The Notorious B.I.G.
Film

Biggie: I Got a Story to Tell — The Estate-Approved Documentary

Netflix 2021

Directed by Emmett Malloy, the Netflix film offers the most intimate portrait of Christopher Wallace ever committed to screen

In 2021, Netflix released Biggie: I Got a Story to Tell — the first documentary on The Notorious B.I.G. to be made with the full cooperation and authorization of the Christopher Wallace Estate. Directed by Emmett Malloy and executive produced by Sean "Diddy" Combs and Voletta Wallace, the film spent years in development before arriving as a 61-minute portrait of one of music's most mythologized figures.

The film's central and most extraordinary asset is a collection of personal footage shot by Damion "D-Roc" Butler — Biggie's closest childhood friend and a member of his inner circle throughout his career.
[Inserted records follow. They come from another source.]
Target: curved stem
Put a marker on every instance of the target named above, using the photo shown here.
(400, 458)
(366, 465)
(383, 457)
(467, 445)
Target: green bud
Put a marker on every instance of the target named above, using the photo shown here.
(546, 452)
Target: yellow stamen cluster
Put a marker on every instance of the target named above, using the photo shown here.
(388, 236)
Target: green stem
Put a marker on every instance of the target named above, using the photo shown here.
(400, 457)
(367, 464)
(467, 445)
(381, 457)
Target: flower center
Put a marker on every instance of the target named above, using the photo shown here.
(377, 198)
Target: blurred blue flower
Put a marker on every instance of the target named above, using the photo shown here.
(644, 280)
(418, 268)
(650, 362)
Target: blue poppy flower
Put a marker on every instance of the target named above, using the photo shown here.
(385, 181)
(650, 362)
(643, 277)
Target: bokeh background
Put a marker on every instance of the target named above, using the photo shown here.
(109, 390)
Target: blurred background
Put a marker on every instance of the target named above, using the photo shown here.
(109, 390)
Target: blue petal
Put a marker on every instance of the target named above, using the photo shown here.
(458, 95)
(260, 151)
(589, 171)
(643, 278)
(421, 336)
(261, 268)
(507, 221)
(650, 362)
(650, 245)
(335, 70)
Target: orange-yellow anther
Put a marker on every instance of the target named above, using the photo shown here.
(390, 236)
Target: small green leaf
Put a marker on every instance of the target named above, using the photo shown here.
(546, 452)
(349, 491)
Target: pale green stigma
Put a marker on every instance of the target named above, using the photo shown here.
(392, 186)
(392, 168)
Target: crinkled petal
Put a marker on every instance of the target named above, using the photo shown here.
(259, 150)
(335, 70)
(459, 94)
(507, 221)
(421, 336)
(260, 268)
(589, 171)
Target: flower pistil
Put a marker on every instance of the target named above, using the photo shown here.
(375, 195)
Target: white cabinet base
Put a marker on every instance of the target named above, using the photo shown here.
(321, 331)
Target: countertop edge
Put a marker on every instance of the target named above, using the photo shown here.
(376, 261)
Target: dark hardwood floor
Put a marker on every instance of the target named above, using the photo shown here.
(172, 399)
Butler carried a camcorder everywhere, capturing Biggie in hotel rooms, backstage, on tour buses, at recording sessions, at family dinners, and at the kitchen table in his mother's apartment in Brooklyn. The footage, unseen for over two decades, forms the visual backbone of the film.

"He was gentle. He was funny. He was home." — Damion "D-Roc" Butler

What emerges from that footage is a portrait radically at odds with the mythological "King of New York" image that has dominated Biggie's posthumous reputation. The Christopher Wallace who appears in Butler's home movies is warm, goofy, tender, and restless. He does impressions. He plays with his daughter T'yanna. He cracks up laughing at things other people say. He is, unmistakably, a young man from Brooklyn who has not yet fully understood that his life has become historic.

Voletta Wallace, who serves as the film's moral center, provides narration and extended interviews that anchor the documentary in the intimate specifics of her son's childhood. She describes his artistic gift — the way he could recite everything he'd ever heard, word for word — with the matter-of-fact pride of a mother who knew, from the beginning, that she had produced something singular.

The film is also remarkably candid about the difficult years. Wallace's arrests, his time in North Carolina jail, his complicated relationships — Biggie: I Got a Story to Tell does not sanitize its subject. The Estate's willingness to permit this level of honesty reflects both their confidence in the documentary's ultimate portrait and their commitment to preserving the full truth of Christopher Wallace's life rather than a curated hagiography.

Sean Combs, who appears extensively in the film, is visibly emotional throughout. His account of Biggie's recording process — the way he would listen to a beat twice and then rap an entire verse from memory — has since become one of the film's most-quoted sequences. "I never saw anybody work like that," Combs says. "He made it look easy. And he never wanted you to know how hard he was really working."

Critics praised the film for its emotional restraint and visual richness. The Guardian gave it four stars, calling it "a necessary corrective to decades of myth." Rolling Stone named it one of the best music documentaries of 2021. It is, above all, a film that gives Christopher Wallace back to himself — not as a legend, but as a person.